Aufsichtsrat ist eingeschaltet und tagt Ende Oktober dazu
Digitale Technik: Generation Ü 65 ist häufiger unsicher
„Im Umgang mit digitalen Technologien fühlen sich die Über-65-Jährigen im Vergleich zu anderen Altersgruppen besonders unsicher“ – das ist das Fazit von Jörg Marx, Senioren- und Wohnberater im Mülheimer Sozialamt. Er stützt sich auf den aktuellen Altersbericht der Bundesregierung. Betroffen seien etwa 28.115 Personen in der Stadt.
Weiter heißt es im Fazit: „Anbieter von Dienstleistungen sollten insbesondere mit Blick auf die demografisch steigende Zahl hochaltriger Kundinnen und Kunden deren Teilhabe am öffentlichen Leben im besonderen Maße im Blick haben und fördern.“
Eine Antwort der Ruhrbahn auf die Anfrage der Redaktion war bis zum Redaktionsschluss nicht zu bekommen.
„Wir werden uns im Aufsichtsrat mit dem Thema beschäftigen“, sichert Rauhut zu.
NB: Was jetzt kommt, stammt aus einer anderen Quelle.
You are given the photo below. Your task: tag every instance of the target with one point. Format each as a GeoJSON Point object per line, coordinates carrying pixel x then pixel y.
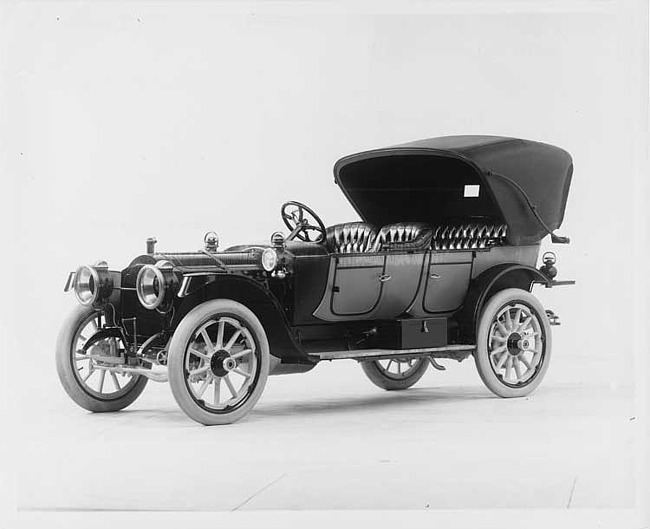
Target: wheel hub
{"type": "Point", "coordinates": [517, 344]}
{"type": "Point", "coordinates": [222, 363]}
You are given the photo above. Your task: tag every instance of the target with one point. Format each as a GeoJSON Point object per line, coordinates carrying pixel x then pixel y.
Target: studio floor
{"type": "Point", "coordinates": [329, 439]}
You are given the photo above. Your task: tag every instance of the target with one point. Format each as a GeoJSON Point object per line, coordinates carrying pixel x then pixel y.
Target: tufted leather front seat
{"type": "Point", "coordinates": [468, 236]}
{"type": "Point", "coordinates": [351, 237]}
{"type": "Point", "coordinates": [403, 236]}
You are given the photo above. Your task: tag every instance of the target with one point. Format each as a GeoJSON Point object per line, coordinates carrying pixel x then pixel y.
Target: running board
{"type": "Point", "coordinates": [449, 351]}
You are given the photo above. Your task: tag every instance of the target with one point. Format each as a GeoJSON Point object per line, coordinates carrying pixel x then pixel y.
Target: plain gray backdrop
{"type": "Point", "coordinates": [129, 120]}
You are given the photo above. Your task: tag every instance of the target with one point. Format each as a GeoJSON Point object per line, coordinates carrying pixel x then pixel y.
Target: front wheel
{"type": "Point", "coordinates": [395, 373]}
{"type": "Point", "coordinates": [82, 368]}
{"type": "Point", "coordinates": [513, 345]}
{"type": "Point", "coordinates": [218, 362]}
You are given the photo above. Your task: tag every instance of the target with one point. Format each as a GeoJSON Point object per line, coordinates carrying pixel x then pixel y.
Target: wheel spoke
{"type": "Point", "coordinates": [199, 354]}
{"type": "Point", "coordinates": [502, 360]}
{"type": "Point", "coordinates": [508, 320]}
{"type": "Point", "coordinates": [207, 340]}
{"type": "Point", "coordinates": [232, 340]}
{"type": "Point", "coordinates": [526, 323]}
{"type": "Point", "coordinates": [524, 361]}
{"type": "Point", "coordinates": [204, 386]}
{"type": "Point", "coordinates": [242, 373]}
{"type": "Point", "coordinates": [217, 391]}
{"type": "Point", "coordinates": [199, 371]}
{"type": "Point", "coordinates": [502, 329]}
{"type": "Point", "coordinates": [102, 376]}
{"type": "Point", "coordinates": [115, 381]}
{"type": "Point", "coordinates": [90, 372]}
{"type": "Point", "coordinates": [231, 388]}
{"type": "Point", "coordinates": [222, 325]}
{"type": "Point", "coordinates": [508, 368]}
{"type": "Point", "coordinates": [517, 366]}
{"type": "Point", "coordinates": [241, 353]}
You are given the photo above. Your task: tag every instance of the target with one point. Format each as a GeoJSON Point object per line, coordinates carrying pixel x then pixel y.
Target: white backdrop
{"type": "Point", "coordinates": [125, 121]}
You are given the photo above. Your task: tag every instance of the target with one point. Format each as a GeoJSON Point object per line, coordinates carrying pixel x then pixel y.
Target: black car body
{"type": "Point", "coordinates": [448, 225]}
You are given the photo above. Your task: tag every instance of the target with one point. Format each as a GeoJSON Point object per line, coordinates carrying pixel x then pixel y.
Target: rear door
{"type": "Point", "coordinates": [357, 285]}
{"type": "Point", "coordinates": [446, 282]}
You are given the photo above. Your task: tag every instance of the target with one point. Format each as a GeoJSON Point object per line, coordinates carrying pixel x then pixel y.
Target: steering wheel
{"type": "Point", "coordinates": [302, 222]}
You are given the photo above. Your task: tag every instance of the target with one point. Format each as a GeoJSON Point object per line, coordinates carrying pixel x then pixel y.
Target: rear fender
{"type": "Point", "coordinates": [488, 283]}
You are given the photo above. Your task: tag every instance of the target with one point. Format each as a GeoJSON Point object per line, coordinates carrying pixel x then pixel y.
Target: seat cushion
{"type": "Point", "coordinates": [468, 236]}
{"type": "Point", "coordinates": [403, 236]}
{"type": "Point", "coordinates": [351, 237]}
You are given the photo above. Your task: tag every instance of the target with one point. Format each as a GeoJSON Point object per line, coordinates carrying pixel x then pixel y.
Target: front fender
{"type": "Point", "coordinates": [254, 295]}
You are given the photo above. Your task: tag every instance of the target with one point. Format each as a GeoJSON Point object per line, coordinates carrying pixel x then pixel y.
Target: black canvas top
{"type": "Point", "coordinates": [437, 180]}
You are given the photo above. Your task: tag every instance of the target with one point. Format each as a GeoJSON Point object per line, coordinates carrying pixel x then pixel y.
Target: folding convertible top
{"type": "Point", "coordinates": [461, 179]}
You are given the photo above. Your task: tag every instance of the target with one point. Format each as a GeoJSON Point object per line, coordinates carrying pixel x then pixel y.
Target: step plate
{"type": "Point", "coordinates": [379, 354]}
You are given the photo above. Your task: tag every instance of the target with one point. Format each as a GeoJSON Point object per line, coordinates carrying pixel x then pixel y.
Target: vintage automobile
{"type": "Point", "coordinates": [441, 265]}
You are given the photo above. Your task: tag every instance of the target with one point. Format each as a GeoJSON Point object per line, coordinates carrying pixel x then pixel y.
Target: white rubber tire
{"type": "Point", "coordinates": [70, 382]}
{"type": "Point", "coordinates": [380, 379]}
{"type": "Point", "coordinates": [176, 360]}
{"type": "Point", "coordinates": [481, 355]}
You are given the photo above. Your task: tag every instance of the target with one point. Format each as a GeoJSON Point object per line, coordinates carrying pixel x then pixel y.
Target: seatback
{"type": "Point", "coordinates": [403, 236]}
{"type": "Point", "coordinates": [468, 236]}
{"type": "Point", "coordinates": [350, 237]}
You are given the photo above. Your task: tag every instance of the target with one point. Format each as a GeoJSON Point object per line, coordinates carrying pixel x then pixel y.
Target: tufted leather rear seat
{"type": "Point", "coordinates": [351, 237]}
{"type": "Point", "coordinates": [468, 236]}
{"type": "Point", "coordinates": [403, 236]}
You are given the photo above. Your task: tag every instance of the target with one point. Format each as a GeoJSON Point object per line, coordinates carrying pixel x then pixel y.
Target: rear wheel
{"type": "Point", "coordinates": [395, 373]}
{"type": "Point", "coordinates": [513, 347]}
{"type": "Point", "coordinates": [81, 370]}
{"type": "Point", "coordinates": [218, 362]}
Nur der tagt erst wieder Ende Oktober. Für die Vorgehensweise der Ruhrbahn hat das CDU-Aufsichtsratsmitglied allerdings auch Verständnis: Es gehe um verbesserte Arbeitsabläufe und die Möglichkeit, die Angaben über das Formular schneller bearbeiten und prüfen zu können.
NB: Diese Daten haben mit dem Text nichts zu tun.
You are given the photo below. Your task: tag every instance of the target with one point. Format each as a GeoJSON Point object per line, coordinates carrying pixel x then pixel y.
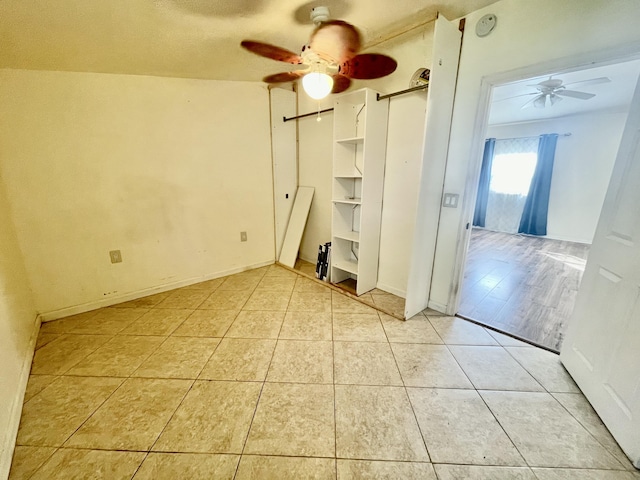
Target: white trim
{"type": "Point", "coordinates": [106, 302]}
{"type": "Point", "coordinates": [571, 63]}
{"type": "Point", "coordinates": [11, 434]}
{"type": "Point", "coordinates": [392, 290]}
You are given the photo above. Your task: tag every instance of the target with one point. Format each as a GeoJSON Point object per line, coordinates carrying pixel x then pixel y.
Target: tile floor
{"type": "Point", "coordinates": [267, 374]}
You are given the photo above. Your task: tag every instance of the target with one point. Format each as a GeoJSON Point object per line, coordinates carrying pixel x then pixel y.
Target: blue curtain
{"type": "Point", "coordinates": [480, 214]}
{"type": "Point", "coordinates": [536, 208]}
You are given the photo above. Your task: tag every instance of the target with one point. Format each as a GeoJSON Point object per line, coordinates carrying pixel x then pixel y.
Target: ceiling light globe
{"type": "Point", "coordinates": [317, 85]}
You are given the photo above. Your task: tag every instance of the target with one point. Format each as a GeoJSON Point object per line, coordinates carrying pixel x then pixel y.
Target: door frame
{"type": "Point", "coordinates": [555, 66]}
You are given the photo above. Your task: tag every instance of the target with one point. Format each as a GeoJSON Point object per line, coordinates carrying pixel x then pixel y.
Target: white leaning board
{"type": "Point", "coordinates": [295, 228]}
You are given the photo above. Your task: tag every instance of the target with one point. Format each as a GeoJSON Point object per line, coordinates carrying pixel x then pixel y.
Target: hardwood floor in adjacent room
{"type": "Point", "coordinates": [522, 285]}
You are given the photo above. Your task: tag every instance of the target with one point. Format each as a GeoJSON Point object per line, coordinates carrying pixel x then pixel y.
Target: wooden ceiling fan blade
{"type": "Point", "coordinates": [593, 81]}
{"type": "Point", "coordinates": [335, 41]}
{"type": "Point", "coordinates": [575, 94]}
{"type": "Point", "coordinates": [284, 77]}
{"type": "Point", "coordinates": [340, 83]}
{"type": "Point", "coordinates": [271, 51]}
{"type": "Point", "coordinates": [367, 66]}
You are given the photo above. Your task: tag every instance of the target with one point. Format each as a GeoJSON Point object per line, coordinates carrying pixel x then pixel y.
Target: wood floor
{"type": "Point", "coordinates": [525, 286]}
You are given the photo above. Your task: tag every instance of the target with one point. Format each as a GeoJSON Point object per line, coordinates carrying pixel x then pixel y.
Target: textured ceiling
{"type": "Point", "coordinates": [187, 38]}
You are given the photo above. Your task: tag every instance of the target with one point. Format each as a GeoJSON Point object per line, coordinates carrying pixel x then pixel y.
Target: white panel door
{"type": "Point", "coordinates": [601, 349]}
{"type": "Point", "coordinates": [442, 85]}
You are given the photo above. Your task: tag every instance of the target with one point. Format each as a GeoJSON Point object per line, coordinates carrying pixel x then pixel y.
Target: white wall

Rauhut selbst hat schon einen Lösungsvorschlag im Gepäck: „Wir müssen einen Digital-Scout einsetzen, der Menschen hilft, an der digitalen Welt teilzunehmen“, so die Idee. Begrenzt sei dies dann aber nicht nur auf Senioren und auch nicht allein auf die Ruhrbahn, vielmehr soll es um alle möglichen digitalen Problemfälle gehen.
Für den Seniorenbeirat ist dies jedoch allenfalls eine langfristige Lösung – und ob die Ruhrbahn dafür die Personalkosten übernehme, meint Heidrich, sei noch dahingestellt. Also würden damit weitere Kosten der Ruhrbahn auf die Stadt umgelegt.
Seniorenbeirat hat grundsätzliche Zweifel an der Effizienz der Umstellung
Auch hat der Beirat grundsätzliche Zweifel: „Eine verbesserte Effizienz der Arbeitsabläufe bei der Ruhrbahn durch die Digitalisierung oder gar eine Kostenersparnis konnte uns nicht mit Daten oder Zahlen belegt werden.“ Es sei auch nicht schlüssig, denn durch die persönliche Abholung des Erstattungspreises werde ja immer noch Personal beschäftigt.
Eine andere Vermutung stellt der Beirat dagegen an: Das System aus Online-Beantragung und Offline-Erstattung soll womöglich eine Hürde aufbauen, um das Pünktlichkeitsversprechen nicht einlösen zu müssen.